日本たばこ産業(JT)が8月17日に全国発売した加熱式たばこの新製品「プルーム・エックス(Ploom X)」。2022年に国内と海外のたばこ事業を一本化するのを前に、研究開発(R&D)部門がいち早く統合して作り上げた。異なるノウハウや慣習に現場は「もめてばかり」。逆にその衝突が初のグローバルモデルを実現させる原動力となった。

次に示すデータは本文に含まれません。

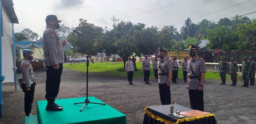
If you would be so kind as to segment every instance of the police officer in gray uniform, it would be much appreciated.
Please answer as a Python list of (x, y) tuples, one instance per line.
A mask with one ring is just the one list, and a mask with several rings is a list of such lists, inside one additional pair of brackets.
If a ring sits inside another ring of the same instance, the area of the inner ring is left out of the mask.
[(20, 71), (23, 77), (22, 85), (24, 96), (24, 109), (26, 116), (32, 116), (31, 109), (35, 92), (35, 80), (32, 65), (29, 61), (33, 59), (33, 51), (28, 49), (22, 50), (24, 59), (20, 64)]
[(167, 51), (159, 49), (160, 58), (158, 62), (158, 86), (159, 94), (162, 105), (171, 104), (171, 80), (172, 74), (172, 67), (171, 61), (166, 59)]
[(131, 56), (128, 57), (128, 61), (125, 63), (125, 71), (127, 73), (127, 77), (129, 84), (133, 84), (132, 83), (132, 78), (133, 77), (133, 71), (134, 71), (134, 67), (133, 66), (133, 62), (131, 60)]
[(148, 82), (149, 75), (150, 74), (150, 63), (147, 59), (147, 55), (145, 55), (145, 59), (142, 60), (142, 71), (144, 74), (144, 81), (145, 84), (150, 84)]
[(63, 46), (66, 45), (65, 40), (62, 43), (54, 30), (60, 28), (58, 20), (55, 15), (47, 16), (45, 19), (46, 26), (44, 32), (42, 40), (44, 60), (44, 62), (47, 68), (45, 84), (47, 99), (46, 111), (62, 111), (63, 108), (54, 102), (59, 93), (60, 78), (65, 62)]
[(206, 72), (205, 62), (197, 55), (200, 47), (192, 44), (189, 44), (188, 47), (192, 58), (188, 60), (186, 88), (188, 89), (191, 109), (204, 111), (204, 82)]

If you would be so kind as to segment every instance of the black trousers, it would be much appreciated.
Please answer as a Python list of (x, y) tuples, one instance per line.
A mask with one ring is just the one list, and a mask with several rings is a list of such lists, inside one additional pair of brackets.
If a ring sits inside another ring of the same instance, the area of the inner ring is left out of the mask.
[(48, 102), (50, 101), (53, 104), (55, 98), (57, 97), (60, 88), (60, 77), (63, 69), (63, 64), (59, 64), (60, 67), (58, 70), (53, 69), (53, 66), (46, 66), (45, 98)]
[(158, 86), (162, 105), (170, 104), (171, 90), (170, 89), (170, 86), (167, 86), (166, 84), (160, 84)]
[(31, 112), (32, 104), (34, 100), (34, 94), (35, 93), (35, 85), (32, 84), (30, 85), (30, 91), (27, 91), (25, 84), (22, 83), (22, 91), (25, 93), (24, 96), (24, 110), (26, 116), (29, 116)]
[(173, 81), (173, 82), (176, 81), (176, 80), (177, 79), (177, 77), (178, 77), (178, 70), (173, 70), (173, 75), (172, 80)]
[(154, 75), (155, 75), (155, 77), (158, 77), (158, 75), (157, 75), (157, 71), (158, 71), (158, 70), (157, 69), (154, 69)]
[(187, 81), (187, 76), (188, 75), (188, 71), (183, 71), (183, 80), (184, 80), (184, 81)]
[(204, 111), (204, 90), (188, 90), (191, 109)]
[(127, 72), (127, 77), (128, 81), (132, 81), (132, 78), (133, 77), (133, 71), (128, 71)]
[(144, 81), (148, 81), (149, 80), (149, 75), (150, 74), (150, 71), (148, 70), (144, 70)]

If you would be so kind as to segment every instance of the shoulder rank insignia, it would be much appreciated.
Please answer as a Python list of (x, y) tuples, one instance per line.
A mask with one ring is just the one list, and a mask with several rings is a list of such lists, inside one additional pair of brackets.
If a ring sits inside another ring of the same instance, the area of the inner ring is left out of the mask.
[(54, 37), (54, 35), (55, 35), (55, 33), (54, 32), (54, 31), (50, 31), (50, 34), (51, 34), (52, 37), (53, 38)]
[(204, 62), (204, 61), (203, 61), (202, 63), (203, 63), (203, 65), (205, 66), (205, 62)]
[(25, 67), (26, 69), (29, 69), (29, 65), (25, 65)]

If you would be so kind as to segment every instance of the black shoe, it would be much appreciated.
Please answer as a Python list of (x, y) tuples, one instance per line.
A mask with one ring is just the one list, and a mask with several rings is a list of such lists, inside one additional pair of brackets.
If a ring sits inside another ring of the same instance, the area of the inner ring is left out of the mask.
[(46, 111), (60, 111), (63, 110), (63, 108), (60, 107), (58, 106), (57, 106), (55, 104), (52, 105), (48, 105), (45, 108)]
[(62, 106), (61, 105), (59, 105), (56, 104), (55, 102), (54, 103), (54, 104), (55, 104), (55, 105), (57, 105), (60, 107), (62, 107)]

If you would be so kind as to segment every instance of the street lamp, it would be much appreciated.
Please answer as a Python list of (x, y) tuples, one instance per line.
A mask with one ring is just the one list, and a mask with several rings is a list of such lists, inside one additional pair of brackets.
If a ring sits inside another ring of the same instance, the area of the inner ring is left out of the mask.
[(221, 39), (220, 38), (219, 39), (219, 46), (218, 47), (218, 62), (219, 63), (219, 42), (221, 41)]

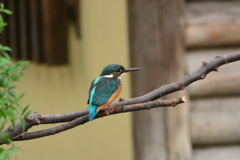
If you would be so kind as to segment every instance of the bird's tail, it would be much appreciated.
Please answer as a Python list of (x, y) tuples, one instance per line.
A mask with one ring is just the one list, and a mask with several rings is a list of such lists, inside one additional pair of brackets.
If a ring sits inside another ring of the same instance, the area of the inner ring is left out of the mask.
[(96, 105), (89, 105), (89, 121), (92, 121), (97, 114), (97, 108), (98, 106)]

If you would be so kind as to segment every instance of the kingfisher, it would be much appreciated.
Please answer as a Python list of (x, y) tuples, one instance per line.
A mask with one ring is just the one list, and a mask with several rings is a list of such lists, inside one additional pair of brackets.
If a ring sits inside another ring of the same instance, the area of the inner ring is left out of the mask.
[(124, 68), (119, 64), (110, 64), (103, 68), (100, 76), (92, 81), (89, 89), (89, 121), (105, 106), (110, 106), (122, 91), (121, 77), (125, 73), (141, 70), (142, 68)]

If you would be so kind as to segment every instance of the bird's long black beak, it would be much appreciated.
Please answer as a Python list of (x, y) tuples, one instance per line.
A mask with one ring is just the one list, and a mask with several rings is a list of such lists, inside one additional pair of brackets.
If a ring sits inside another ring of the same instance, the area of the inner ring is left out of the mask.
[(142, 68), (126, 68), (123, 73), (127, 73), (127, 72), (134, 72), (134, 71), (139, 71), (142, 70)]

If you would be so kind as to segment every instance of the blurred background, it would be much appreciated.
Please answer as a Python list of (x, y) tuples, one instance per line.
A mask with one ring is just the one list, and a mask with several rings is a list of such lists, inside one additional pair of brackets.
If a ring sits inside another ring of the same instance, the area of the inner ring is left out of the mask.
[[(0, 41), (30, 60), (18, 91), (46, 114), (87, 109), (90, 83), (108, 64), (141, 67), (120, 97), (146, 94), (240, 50), (237, 0), (0, 0), (14, 12)], [(100, 118), (69, 131), (16, 142), (12, 159), (238, 160), (240, 64), (186, 91), (188, 103)], [(53, 127), (39, 125), (30, 131)]]

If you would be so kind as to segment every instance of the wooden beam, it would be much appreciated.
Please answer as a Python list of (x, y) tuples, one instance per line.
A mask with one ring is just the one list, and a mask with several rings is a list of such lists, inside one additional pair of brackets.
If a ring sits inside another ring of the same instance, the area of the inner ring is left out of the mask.
[[(187, 72), (191, 73), (201, 66), (202, 61), (210, 61), (218, 55), (234, 53), (240, 48), (211, 48), (190, 50), (187, 52)], [(210, 73), (203, 81), (189, 86), (191, 97), (240, 94), (239, 63), (222, 66), (218, 72)]]
[(46, 63), (68, 62), (67, 6), (65, 0), (43, 0), (43, 30)]
[(240, 146), (208, 146), (195, 148), (193, 160), (239, 160)]
[[(132, 77), (136, 97), (183, 77), (184, 1), (128, 2), (131, 65), (144, 68)], [(191, 159), (188, 122), (186, 106), (134, 113), (135, 159)]]
[(240, 44), (240, 2), (205, 1), (187, 3), (188, 47)]
[(190, 108), (193, 145), (240, 142), (239, 96), (193, 99)]

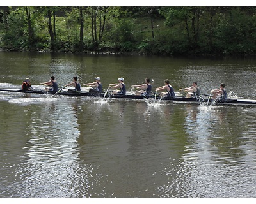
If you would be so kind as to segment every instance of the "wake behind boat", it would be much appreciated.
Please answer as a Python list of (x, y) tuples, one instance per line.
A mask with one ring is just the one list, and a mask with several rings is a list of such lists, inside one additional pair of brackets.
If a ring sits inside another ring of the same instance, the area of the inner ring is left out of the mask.
[[(54, 93), (51, 91), (47, 91), (45, 90), (28, 90), (24, 91), (20, 89), (8, 89), (8, 88), (2, 88), (0, 89), (0, 91), (6, 91), (6, 92), (21, 92), (25, 94), (53, 94)], [(82, 97), (100, 97), (104, 98), (106, 96), (106, 98), (115, 98), (115, 99), (151, 99), (155, 100), (155, 102), (159, 102), (161, 101), (175, 101), (175, 102), (183, 102), (183, 103), (207, 103), (209, 102), (211, 104), (216, 104), (216, 105), (256, 105), (256, 100), (250, 99), (244, 99), (244, 98), (227, 98), (223, 101), (216, 101), (213, 99), (210, 99), (209, 100), (208, 98), (202, 98), (202, 97), (193, 97), (193, 98), (186, 98), (182, 96), (177, 96), (174, 97), (171, 96), (164, 96), (160, 97), (159, 94), (157, 94), (155, 98), (154, 94), (152, 94), (149, 96), (137, 96), (135, 95), (133, 92), (127, 92), (125, 95), (113, 95), (111, 94), (111, 92), (107, 91), (105, 94), (105, 92), (102, 92), (100, 94), (97, 94), (95, 92), (91, 92), (90, 91), (75, 91), (72, 89), (67, 89), (67, 90), (61, 90), (59, 92), (56, 94), (56, 95), (60, 96), (82, 96)]]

 Ploom XはJTが「最重要戦略商品」と位置づける商品だ。現在、加熱式は国内たばこ市場の約3割を占め、このうちシェアトップは「IQOS(アイコス)」を展開する米フィリップ・モリス・インターナショナル(PMI、約7割)。「glo(グロー)」の英ブリティッシュ・アメリカン・タバコ(BAT)が約2割で追う。約1割と出遅れるJTは今回の新製品で巻き返しを図る。

 Ploom Xでは加熱温度を同社従来品より高めたほか、加熱技術を新たに開発して吸い応えを向上。Bluetoothを搭載し、スマートフォン上でバッテリー残量の確認やデバイスロックができる機能なども付けた。国内だけでなく、海外での展開も予定する。

「最重要戦略商品」に位置づけるJTの新商品「Ploom X」
「最重要戦略商品」に位置づけるJTの新商品「Ploom X」

 市場への浸透という意味で大きな期待を背負う今回の新商品。同時に、JTとしては来年に控える「変革」の行く末を占う商品でもある。それが、22年に予定するJTの国内たばこ事業とJTインターナショナル(JTI)の海外たばこ事業の統合だ。